Les lettres de recommandation, qui ne sont guère que des lettres de demande dans l’intérêt d’un autre, sont celles par lesquelles on réclame, en faveur de quelqu’un, la bienveillance et la protection d’un ami ou d’une autre personne en position d’obliger. On y fait ressortir les aptitudes, les talents, les vertus et tous les titres du protégé à l’intérêt et à la faveur. On ne saurait trop y montrer l’importance du service, l’intérêt que l’on porte à la personne pour laquelle on demande quelque chose, et la reconnaissance durable qu’on en conservera. La douceur et l’agrément du style doivent caractériser ces lettres. Elles seront courtes et réservées, lorsqu’elles seront dictées par la simple politesse : comme on se rend pour ainsi dire garant de la personne que l’on recommande, il ne faut jamais recommander que ceux qui en sont vraiment dignes. Il y a plus d’expansion lorsque ces lettres sont inspirées par le sentiment. On peut appuyer alors sur cette parole de Cicéron : Faites qu’il s’aperçoive, à la manière dont il sera traité de vous en toutes choses, que ma recommandation n’a rien de vulgaire. Lorsqu’une lettre de ce genre est confiée à la personne recommandée, on doit lui en donner lecture ou la lui remettre non cachetée. — On ne peut rien citer de plus admirable en ce genre que la lettre de saint Paul à Philémon en faveur d’Onésime.

479. Qu’avez-vous à dire sur les réponses ?

Un proverbe bien connu dit que toute lettre mérite une réponse. Cependant, on se dispense de répondre lorsque l’ensemble de la lettre indique que cela n’est pas nécessaire, et lorsque les convenances y sont trop ouvertement violées. Une réponse doit être analogue, soit pour le fond, soit pour la forme, à la lettre qui la détermine, puisqu’elle est la continuation de l’entretien que la lettre a commencé. Il est bon de rappeler la date de la lettre reçue, et de suivre l’ordre qui s’y trouve : c’est le moyen d’être exact et de ne rien omettre d’important. La réponse ne doit pas se faire attendre, surtout si elle doit adoucir quelque peine. Dans ce cas, fût-elle très laconique, elle peut avoir d’excellents résultats. Si l’on n’a pas répondu de suite, on est obligé de s’excuser et d’expliquer le retard.

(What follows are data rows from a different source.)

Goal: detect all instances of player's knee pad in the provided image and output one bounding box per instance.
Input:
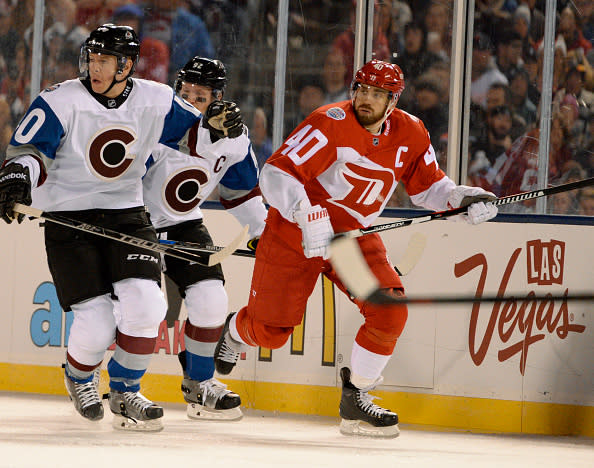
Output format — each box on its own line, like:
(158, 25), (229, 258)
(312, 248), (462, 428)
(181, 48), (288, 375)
(184, 279), (229, 328)
(69, 293), (117, 364)
(113, 278), (167, 338)
(359, 296), (408, 354)
(252, 321), (293, 349)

480. Nommez les principaux écrivains épistolaires.

Parmi les écrivains épistolaires dignes d’être proposés comme modèles, nous citerons les suivants :

Cicéron, qui a laissé près de 900 lettres, remarquables par la simplicité, la finesse et la beauté d’élocution ;

Sénèque et Pline le Jeune, qui ont écrit pour la postérité, et qui, à cause de cela, manquent souvent de naturel et de simplicité ;

Saint Basile le Grand, saint Grégoire de Nazianze, saint Jérôme, saint Augustin, saint Bernard, sainte Thérèse, saint François de Sales, qui présentent de beaux modèles épistolaires, surtout dans le genre pieux ;

Balzac, appelé par Ménage le Grand Épistolier, et Voiture auquel on ne peut refuser beaucoup d’esprit, qui se font trop souvent remarquer dans leurs lettres par les défauts les plus opposés au genre épistolaire, l’affectation et l’enflure ;

Bussy-Rabutin, qui a en général trop d’esprit dans ses lettres ;

Boileau, qui est dépourvu d’aisance dans le genre épistolaire ;

Racine, qui offre de beaux modèles de lettres familières ;

Mme de Sévigné, qui possède au plus haut degré l’animation du récit, la vivacité des tournures, la justesse des expressions et l’éclat des peintures ;

Mme de Maintenon, vrai modèle de correction, de noble simplicité en même temps que de bon sens et de raison ;

Bossuet et Fénelon, qui se font remarquer en ce genre par les qualités qui les distinguent ordinairement dans leurs écrits ;

Enfin, Lamotte, qui se montre spirituel et agréable dans ses lettres ;

Voltaire qui, à défaut de sentiments honorables, brille par la forme ;

Et M. de Maistre, dont la correspondance présente l’enjouement ou la haute raison, suivant la nature du sujet.